Music, theater communities suffer losses

Assorted ramblings from the world of entertainment:

l The local music and theater communities suffered two significant losses this week.

Louise Hathaway, known to local music fans and fellow musicians as Madam Weez, lost her battle with cancer on Tuesday at age 60.

In addition to performing solo as Madam Weez, Hathaway led the Stevie Nicks tribute act Gold Dust Woman and played dozens of benefits for fellow musicians and others in need over the years. She was an early organizer of the Labor Day weekend cancer benefit concerts at Up a Creek Tavern in Howland, and this year she was the beneficiary of the event.
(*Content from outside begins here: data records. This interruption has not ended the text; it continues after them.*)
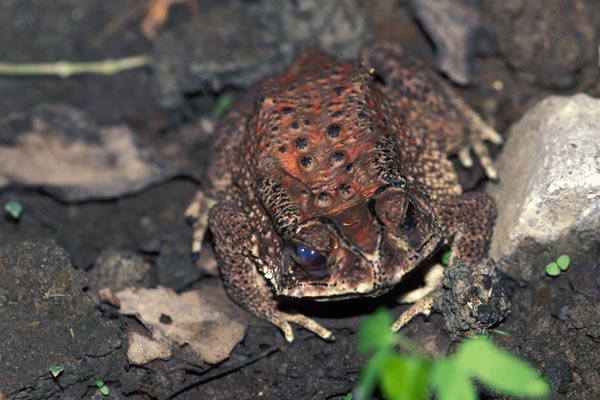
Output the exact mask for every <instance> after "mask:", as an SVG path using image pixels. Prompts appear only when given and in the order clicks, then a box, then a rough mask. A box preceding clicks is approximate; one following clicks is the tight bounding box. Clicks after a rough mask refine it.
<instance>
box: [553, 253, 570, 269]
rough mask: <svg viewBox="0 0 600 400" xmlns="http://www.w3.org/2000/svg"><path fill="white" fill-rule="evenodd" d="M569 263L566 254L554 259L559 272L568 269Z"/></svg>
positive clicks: (561, 254)
mask: <svg viewBox="0 0 600 400" xmlns="http://www.w3.org/2000/svg"><path fill="white" fill-rule="evenodd" d="M570 263H571V258H570V257H569V256H568V255H566V254H561V255H560V256H559V257H558V258H557V259H556V264H557V265H558V268H560V270H561V271H566V270H567V269H569V264H570Z"/></svg>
Also dying this week was Youngstown native Jeff Sanders, who lived in Chicago. In addition to being a member of The Sharkbites, which was a fixture in the Youngstown music scene in the late 1980s, Sanders served as music director for nearly every show by Easy Street Productions.
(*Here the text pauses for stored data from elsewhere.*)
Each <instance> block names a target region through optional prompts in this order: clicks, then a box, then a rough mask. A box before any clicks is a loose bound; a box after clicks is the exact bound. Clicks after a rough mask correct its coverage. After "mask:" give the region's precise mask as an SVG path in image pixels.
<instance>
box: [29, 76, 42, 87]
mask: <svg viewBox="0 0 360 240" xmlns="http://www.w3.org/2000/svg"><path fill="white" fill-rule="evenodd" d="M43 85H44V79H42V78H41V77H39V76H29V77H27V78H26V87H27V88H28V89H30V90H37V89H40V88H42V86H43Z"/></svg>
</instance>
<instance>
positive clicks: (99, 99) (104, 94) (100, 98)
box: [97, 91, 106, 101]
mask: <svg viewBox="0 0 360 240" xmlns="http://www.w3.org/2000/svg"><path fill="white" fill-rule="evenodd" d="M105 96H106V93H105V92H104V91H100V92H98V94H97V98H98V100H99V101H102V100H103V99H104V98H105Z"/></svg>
He was an original cast member of its long-running “Pump Boys & Dinettes,” and he continued to return to the Mahoning Valley after moving to Chicago to lead the Easy Street Little Big Band for its annual Christmas show “Miracle on Easy Street” and other performances. That band always was so tight, so flawless, its contributions to the success of ESP probably hasn’t gotten the attention it deserved.
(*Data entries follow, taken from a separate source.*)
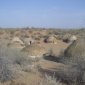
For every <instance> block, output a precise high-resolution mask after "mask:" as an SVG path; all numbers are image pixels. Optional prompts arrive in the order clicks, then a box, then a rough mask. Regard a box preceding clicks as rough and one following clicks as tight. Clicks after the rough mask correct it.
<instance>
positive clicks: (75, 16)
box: [0, 0, 85, 28]
mask: <svg viewBox="0 0 85 85" xmlns="http://www.w3.org/2000/svg"><path fill="white" fill-rule="evenodd" d="M0 27H46V28H84V27H85V0H0Z"/></svg>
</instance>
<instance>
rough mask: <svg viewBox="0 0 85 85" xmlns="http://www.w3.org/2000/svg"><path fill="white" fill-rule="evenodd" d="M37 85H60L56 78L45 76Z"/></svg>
mask: <svg viewBox="0 0 85 85" xmlns="http://www.w3.org/2000/svg"><path fill="white" fill-rule="evenodd" d="M39 85H62V84H61V83H60V82H59V81H56V78H54V77H51V76H48V75H45V78H44V79H43V80H42V81H41V82H40V84H39Z"/></svg>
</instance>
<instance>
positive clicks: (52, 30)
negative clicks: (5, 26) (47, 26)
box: [0, 28, 85, 85]
mask: <svg viewBox="0 0 85 85" xmlns="http://www.w3.org/2000/svg"><path fill="white" fill-rule="evenodd" d="M0 82H1V83H0V85H85V29H69V30H68V29H64V30H63V29H44V28H43V29H39V28H21V29H20V28H19V29H18V28H16V29H8V28H7V29H0Z"/></svg>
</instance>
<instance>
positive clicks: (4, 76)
mask: <svg viewBox="0 0 85 85" xmlns="http://www.w3.org/2000/svg"><path fill="white" fill-rule="evenodd" d="M8 65H9V62H8V61H7V60H5V59H4V58H3V57H0V81H1V82H4V81H7V80H11V79H12V78H13V75H12V72H11V70H10V68H9V67H8Z"/></svg>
Easy Street co-founder Todd Hancock said they are reeling from the news, but a tribute to Sanders definitely will be a part of this year’s “Miracle.”

Both will be missed.

l Youngstown native Eljay Williams will bring his film “Pathways (Sean’s Lament)” back to the Mahoning Valley for a local premiere on Saturday at Encore Cinemas in Niles.

The movie is set in 2010 in Atlanta’s independent hip hop scene and tells the story of a promoter, Sean Pathways, juggling personal and professional pressures when his girlfriend, a music producer named Beautiful, is working with an all-female rap group fronted by his ex-girlfriend. Beautiful is played by Joel Coleman of Warren.

The movie features several Atlanta-area indie artists and had its premiere there earlier this year.

Williams and cast members will be in attendance when “Pathways (Sean’s Lament)” screens at 7 p.m. Saturday. Red carpet festivities begin at 6 p.m,, and the 53-minute movie will be followed by a Q&A session.

Tickets are $10 in advance through, and packages that include a ticket along with a T-shirt and/or DVD also are available.

l Youngstown Cinema, on the third floor of the Knox Building in downtown Youngstown, will host a screening of “Wonder Woman” for a worthy cause on Friday.

The feminist superhero hit grossed more than $400 million in theaters earlier this year. A portion of the proceeds will benefit Babes Against Demeaning and Abusive Selfie Sharing (I’ll let readers figure out the acronym for themselves). The group is made up of victims of revenge porn and their allies, who are working to create consequences for those who share the photos and dismantling the platforms that host them.

The movie starts at 8 p.m. Friday with a cocktail hour starting at 6:30 p.m. Tickets are $8 in advance by visiting the website at and $10 at the door.

l One of the roles of newspapers is to alert readers to possible scams and frauds in their community.

With that in mind, Theresa Caputo, star of the TLC reality series “Long Island Medium,” where she claims to communicate with the dead, will be at the Covelli Centre on Sunday.

l Donnie Iris is a Pennsylvania rocker, but he’s played enough gigs around here over the years to qualify as an honorary northeast Ohioan.

Iris, whose career includes the 1970 hit “The Rapper” with The Jaggerz and radio favorites like “Ah Leah” and “Love Is Like a Rock” as Donnie Iris and Cruisers, will celebrate his 75th birthday with a concert on Feb. 3 at the Palace Theatre in Greensburg, Pa.

Fans are encouraged to share photos and memories of 50 years of Iris music on the band’s Facebook page leading up to the birthday bash.

Tickets will go on sale at 10 a.m. Saturday through Ticketmaster.